In a week where Liam Gallagher sold 103,000 copies of As You Were and the revival of rock and roll was proclaimed, anyone in the know in this city is fully aware that there's a storm brewing in this underground scene that's becoming an unstoppable hurricane. Ist Ist are at the very eye of it. Whether it be Adam's deep rich baritone that one minute is surprisingly soothing, like when he's romancing his wife in the verses of Emily, to the gutteral piercing scream he lets out in the chorus and at the very end of the final song Diversion, Andy's bass lines that are so razor sharp they threaten to slash you into pieces or the tribal relentless pounding of Joel's drums that form the preliminary call to arms to fight the good fight.
They've stealthily amassed a quintet of singles over the past eighteen months - Silence, White Swan, Right Before Your Eyes, Strangers and Night's Arm - that form an impressive start point for anyone wanting to understand Ist Ist and see past the moronic and lazy Joy Division copyist tag they've had attached to them by a few (idiots).

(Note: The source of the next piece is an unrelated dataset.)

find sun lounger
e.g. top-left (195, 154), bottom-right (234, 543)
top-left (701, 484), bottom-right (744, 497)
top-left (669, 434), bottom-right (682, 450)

Each possesses a chorus of such ferocious intensity, amplified live, that can terrify the weak-kneed and leave those of a tougher disposition foaming at the gills in excitement. Emily probably surpasses the lot of them too, a terrifying declaration of love from Adam to his wife.
There's much more to them than that though. Ghost, 7 and the set-closing Diversion, complete with a refrain that threatens to deafen anyone within 100 metres, are much more experimental in their nature. But, like all great bands that make the breakthrough, even without the immediacy of an earworm chorus, these songs fill this place and you can't help but think they'll grow even more the bigger venue you hear them in.
Things Will Never Be The Same Again, a one-line repetition of the title, feels like the world is about to end as both band and singer call upon the apocalypse as the song leaves a trail of devastation in its substantial wake. They indulge us with a two minute short sharp blast of Rats, a song they think isn't representative of what they're writing, and whilst they're right in that respect, the delirium it creates in the crowd, as two gentlemen in rat masks wave around toy rats by the tail, can't be something that's easily dismissed although Adam tells us at the end "there'll be no more of that".
This is an unquestionable triumph. For a band that refuses to play by any notion of cool or the games you cringe at other bands for partaking in (thus actually making them cooler), for a promoter who has the balls to put them in a venue of this size when their biggest sell out to date was a third of the size and for the fans in the room whose love affair with these three awkward buggers is threatening to become an outbreak in the city and beyond, this is the sound of something stirring in the bowels of town, a beast awaking and not cowing down to what our sedentary supposed cultural taste makers tell us to click on and follow or trying to recreate faded past glories for one more time and one more payday.
You need to find Ist Ist before they find you.
Ist Ist played Silence, Ghost, White Swan, Emily, 7, Things Will Never Be The Same Again, Rats, Right Before Your Eyes, Strangers, Night's Arm and Diversion.